A nation, given the tragic and ancient history of international warfare, has learned to expect being attacked from without.
But from within? Why should we be attacked from within?
After the terrorist attacks by native-born Americans against Americans of the last week, that is our Question of the Week.
What do you make of the truck rampage in New Orleans’ French Quarter on New Year’s Day, and the detonation of explosives in a Tesla Cybertruck outside a Trump-branded hotel in Las Vegas?
Both were apparently perpetrated by military men — the former a veteran, the latter an active-duty Green Beret.

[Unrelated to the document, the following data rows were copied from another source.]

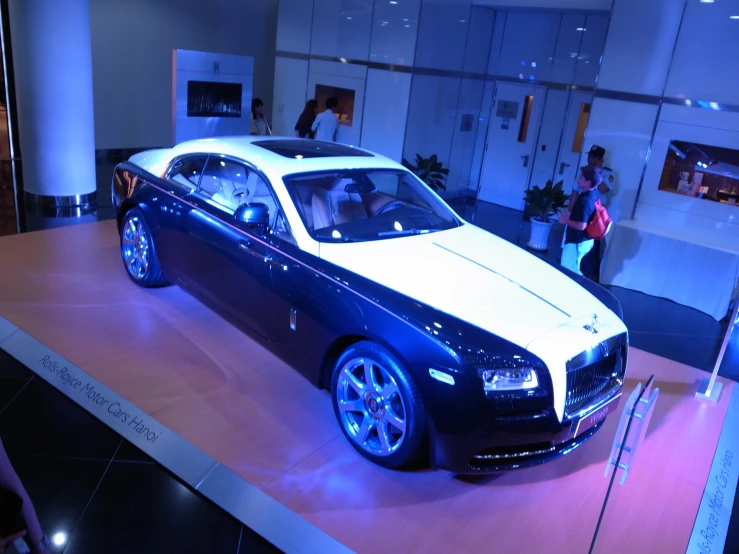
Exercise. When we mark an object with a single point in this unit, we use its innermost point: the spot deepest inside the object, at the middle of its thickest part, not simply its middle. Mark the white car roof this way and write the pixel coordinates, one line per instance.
(286, 155)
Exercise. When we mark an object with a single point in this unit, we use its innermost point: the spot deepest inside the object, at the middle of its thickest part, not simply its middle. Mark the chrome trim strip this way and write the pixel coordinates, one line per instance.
(334, 280)
(247, 502)
(506, 278)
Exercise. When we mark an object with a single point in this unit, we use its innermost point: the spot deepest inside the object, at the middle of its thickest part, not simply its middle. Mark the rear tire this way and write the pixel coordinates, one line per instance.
(378, 406)
(138, 253)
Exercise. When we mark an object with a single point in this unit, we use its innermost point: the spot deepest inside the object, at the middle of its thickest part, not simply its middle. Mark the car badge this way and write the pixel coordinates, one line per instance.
(593, 327)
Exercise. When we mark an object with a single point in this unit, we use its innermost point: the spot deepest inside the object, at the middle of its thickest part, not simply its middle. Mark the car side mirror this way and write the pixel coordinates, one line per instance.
(253, 215)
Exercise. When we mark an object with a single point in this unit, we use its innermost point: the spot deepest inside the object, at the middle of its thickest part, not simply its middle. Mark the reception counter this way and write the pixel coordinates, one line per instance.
(693, 270)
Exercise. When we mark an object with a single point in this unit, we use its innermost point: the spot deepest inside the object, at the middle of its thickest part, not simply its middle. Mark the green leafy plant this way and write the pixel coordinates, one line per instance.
(543, 202)
(430, 170)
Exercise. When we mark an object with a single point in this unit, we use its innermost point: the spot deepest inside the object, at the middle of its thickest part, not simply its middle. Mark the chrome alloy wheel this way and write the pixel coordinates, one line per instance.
(371, 407)
(135, 248)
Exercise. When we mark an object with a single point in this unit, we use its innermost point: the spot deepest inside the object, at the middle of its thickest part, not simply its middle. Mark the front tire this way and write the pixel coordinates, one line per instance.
(378, 406)
(137, 251)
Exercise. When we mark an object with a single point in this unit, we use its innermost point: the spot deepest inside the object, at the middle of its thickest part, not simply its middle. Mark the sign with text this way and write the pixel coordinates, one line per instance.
(712, 522)
(169, 449)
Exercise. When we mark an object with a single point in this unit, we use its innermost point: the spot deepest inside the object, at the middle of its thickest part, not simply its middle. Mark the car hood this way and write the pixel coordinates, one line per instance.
(479, 278)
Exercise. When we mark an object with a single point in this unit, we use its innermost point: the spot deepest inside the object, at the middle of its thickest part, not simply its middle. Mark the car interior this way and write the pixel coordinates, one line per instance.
(227, 185)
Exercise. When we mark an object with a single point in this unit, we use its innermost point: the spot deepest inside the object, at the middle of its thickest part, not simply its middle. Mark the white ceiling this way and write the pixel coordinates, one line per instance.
(585, 5)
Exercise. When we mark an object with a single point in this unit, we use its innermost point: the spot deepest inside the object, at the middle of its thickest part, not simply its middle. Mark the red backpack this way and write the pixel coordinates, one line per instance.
(600, 223)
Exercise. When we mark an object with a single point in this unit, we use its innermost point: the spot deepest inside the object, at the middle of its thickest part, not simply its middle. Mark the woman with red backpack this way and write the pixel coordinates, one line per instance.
(587, 221)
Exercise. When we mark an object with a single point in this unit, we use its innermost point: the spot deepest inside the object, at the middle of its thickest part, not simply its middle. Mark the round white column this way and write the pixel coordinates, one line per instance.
(52, 62)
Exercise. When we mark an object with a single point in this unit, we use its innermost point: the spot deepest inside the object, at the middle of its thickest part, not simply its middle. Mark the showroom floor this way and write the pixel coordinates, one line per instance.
(111, 480)
(101, 493)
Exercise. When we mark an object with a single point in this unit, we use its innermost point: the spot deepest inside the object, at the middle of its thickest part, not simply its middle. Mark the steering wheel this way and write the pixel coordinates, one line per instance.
(394, 205)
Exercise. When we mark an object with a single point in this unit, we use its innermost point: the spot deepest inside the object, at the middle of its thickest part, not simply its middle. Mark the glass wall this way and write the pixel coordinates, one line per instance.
(9, 215)
(505, 102)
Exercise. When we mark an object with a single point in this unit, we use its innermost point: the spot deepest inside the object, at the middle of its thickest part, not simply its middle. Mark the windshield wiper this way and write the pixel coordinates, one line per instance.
(403, 232)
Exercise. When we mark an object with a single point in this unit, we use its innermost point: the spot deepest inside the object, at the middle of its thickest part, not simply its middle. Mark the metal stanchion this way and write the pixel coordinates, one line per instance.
(709, 388)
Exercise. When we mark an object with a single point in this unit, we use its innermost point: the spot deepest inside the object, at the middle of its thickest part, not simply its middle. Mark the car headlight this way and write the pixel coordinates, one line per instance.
(522, 378)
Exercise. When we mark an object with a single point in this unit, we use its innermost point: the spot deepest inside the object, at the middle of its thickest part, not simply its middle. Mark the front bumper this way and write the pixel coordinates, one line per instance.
(513, 443)
(505, 432)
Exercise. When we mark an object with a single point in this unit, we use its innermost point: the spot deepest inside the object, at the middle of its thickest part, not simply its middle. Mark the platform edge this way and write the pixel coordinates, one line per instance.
(711, 525)
(247, 503)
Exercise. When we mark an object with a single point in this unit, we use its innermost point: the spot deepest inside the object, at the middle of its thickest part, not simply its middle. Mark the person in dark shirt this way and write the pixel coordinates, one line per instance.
(577, 243)
(306, 119)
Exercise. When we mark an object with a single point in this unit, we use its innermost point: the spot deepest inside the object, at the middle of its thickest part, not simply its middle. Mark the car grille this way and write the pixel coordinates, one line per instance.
(592, 383)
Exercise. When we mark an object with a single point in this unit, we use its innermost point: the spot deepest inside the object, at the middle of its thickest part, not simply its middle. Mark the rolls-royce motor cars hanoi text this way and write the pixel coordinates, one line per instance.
(434, 337)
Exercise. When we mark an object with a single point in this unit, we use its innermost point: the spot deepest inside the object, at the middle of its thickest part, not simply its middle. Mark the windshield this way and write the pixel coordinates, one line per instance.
(367, 204)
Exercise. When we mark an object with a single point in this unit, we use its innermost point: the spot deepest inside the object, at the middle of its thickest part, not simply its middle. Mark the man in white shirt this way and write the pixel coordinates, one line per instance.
(326, 122)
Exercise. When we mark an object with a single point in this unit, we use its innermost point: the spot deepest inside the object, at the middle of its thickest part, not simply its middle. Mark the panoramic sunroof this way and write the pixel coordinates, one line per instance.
(310, 149)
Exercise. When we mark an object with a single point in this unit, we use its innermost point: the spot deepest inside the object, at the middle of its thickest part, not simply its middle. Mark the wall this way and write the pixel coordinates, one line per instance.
(132, 44)
(219, 68)
(581, 5)
(421, 95)
(658, 83)
(337, 43)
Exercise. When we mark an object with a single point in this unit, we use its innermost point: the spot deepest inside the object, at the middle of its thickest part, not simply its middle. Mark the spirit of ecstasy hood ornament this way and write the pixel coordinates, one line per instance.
(593, 327)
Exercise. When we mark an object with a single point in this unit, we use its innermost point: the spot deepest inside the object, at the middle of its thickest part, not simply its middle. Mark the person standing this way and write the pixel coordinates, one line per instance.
(326, 123)
(32, 535)
(303, 128)
(603, 190)
(577, 243)
(259, 123)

One of them certainly seems to have been inspired by a foreign terror group. The Army veteran who drove his pickup into New Year’s partiers on Bourbon Street was “inspired by” the Islamic State terrorist organization, President Biden has said. If Shamsud-Din Bahar Jabbar took on an Arabic-sounding name, he was born in Texas, and served in the Army from 2007 until 2015, and was deployed once to Afghanistan, before serving in the Army Reserve until July 2020. He left with the rank of staff sergeant.
The soldier who blew up the truck and shot himself dead in Vegas, Master Sgt. Matthew Alan Livelsberger, contrary to some initial speculation, praised President-elect Donald Trump and wrote in a kind of manifesto that “our soldiers are done fighting wars without end states or clear objectives.” A former girlfriend who was an Army nurse who treated soldiers with brain injuries from their service said “she recognized many of the symptoms in her new boyfriend that she had seen in her patients,” The New York Times reports.
What does this say about the experiences of American servicemen? How is it that these soldiers, patently the most patriotic among us, have gone off the rails? What is it that our military can do to protect the mental health of those who serve? Were the two incidents related, or are these just random “lone wolf” acts?